Several weeks ago, local Tea Party Patriots met in a public rental room at N.W. Benicia’s Hastings Drive Fire Station. I counted about fifty people attending. Key members wore red tee-shirts with “Tea Party Patriots” printed in white letters on each front. I couldn’t guess where all the young people were. Maybe some other chapter? Another town? These folks were notably senior. I saw no more than ten people of age forty or younger. Some of these were children with their parents. Gray hair and eyeglasses typified this audience along with some extra weight. I noticed one, middle-aged black man and maybe half a dozen of intermediate color or Latino extraction. Most were lily-white. They looked like decent, well established folks, home-owners, half or more of them retired perhaps from small business, solid trades or professions. “TP Patriots” claim distinction from other TPs, such as the Tea Party Express, all non-partisan “educators”, to be sure.
I could well believe few if any regarded themselves as racist or intolerant, yet it was clear that members of local minorities and young adults were not drawn to this group or its goals. Benicia Tea Party Patriots claim not to be partisan or racist, but their only uniformity seems to be the red shirt. It doesn’t take deep research to find standard GOP and Libertarian notions and wishes behind the patriotic masks. It doesn’t seem credible that plain, old racism plays no part in all that detestation for Obama they can’t hide.
Peter Baker and his wife, who head the local group, were present but not introduced, to my recollection. The meeting began with a rather stumbling recitation at least twelve minutes long by an elder gentleman, of Patrick Henry’s famous “Give Me Liberty Or Give Me Death” speech to the Virginia House of Burgesses. First, I suppressed my laughter, then I suppressed my yawns. This was almost too stirring to stay awake for. Next, Mr. Scott Dupries, a local health insurance executive, spoke on the new Health Care Reform law. He was clear and non-pejorative. Though he felt opposed to much of it, he admired the orderly way it was set up to unfold through several years to come.

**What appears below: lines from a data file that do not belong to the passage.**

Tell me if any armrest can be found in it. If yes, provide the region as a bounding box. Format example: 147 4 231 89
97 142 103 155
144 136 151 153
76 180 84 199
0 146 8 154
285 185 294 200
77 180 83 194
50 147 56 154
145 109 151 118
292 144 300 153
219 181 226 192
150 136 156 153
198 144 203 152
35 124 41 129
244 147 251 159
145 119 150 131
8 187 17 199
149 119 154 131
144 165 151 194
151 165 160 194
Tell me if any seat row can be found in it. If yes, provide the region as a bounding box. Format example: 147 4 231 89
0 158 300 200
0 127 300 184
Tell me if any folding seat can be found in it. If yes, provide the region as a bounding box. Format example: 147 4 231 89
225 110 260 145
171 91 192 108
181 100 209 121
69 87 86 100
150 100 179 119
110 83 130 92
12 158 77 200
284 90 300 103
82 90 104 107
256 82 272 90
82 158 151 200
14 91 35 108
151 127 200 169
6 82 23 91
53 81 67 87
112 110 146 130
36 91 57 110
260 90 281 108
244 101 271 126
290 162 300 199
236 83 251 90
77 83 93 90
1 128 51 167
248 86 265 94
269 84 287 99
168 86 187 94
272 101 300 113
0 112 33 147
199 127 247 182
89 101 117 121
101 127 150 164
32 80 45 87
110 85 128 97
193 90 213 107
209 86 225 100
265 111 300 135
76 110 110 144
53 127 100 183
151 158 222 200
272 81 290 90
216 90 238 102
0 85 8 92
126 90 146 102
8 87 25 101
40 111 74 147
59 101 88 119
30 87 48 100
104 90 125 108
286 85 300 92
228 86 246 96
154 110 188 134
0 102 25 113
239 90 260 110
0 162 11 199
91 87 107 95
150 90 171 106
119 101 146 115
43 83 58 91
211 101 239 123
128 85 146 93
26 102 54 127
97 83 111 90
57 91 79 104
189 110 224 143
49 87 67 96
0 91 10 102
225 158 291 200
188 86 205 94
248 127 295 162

The meeting broke for refreshment and schmoozing. A final fifteen or twenty minutes after reconvening was to be devoted to open discussion. I felt no urge to sit longer in that folding chair and left, guessing the discussion would consist of whining, war-cry and no debate whatsoever. Later report from a friend verified a mild uproar ensued, putting me in mind of Patrol Room Meetings in my 1940s Boy Scout Troop monthlies; too unruly to be productive, much less fun for any but the loudest clowns.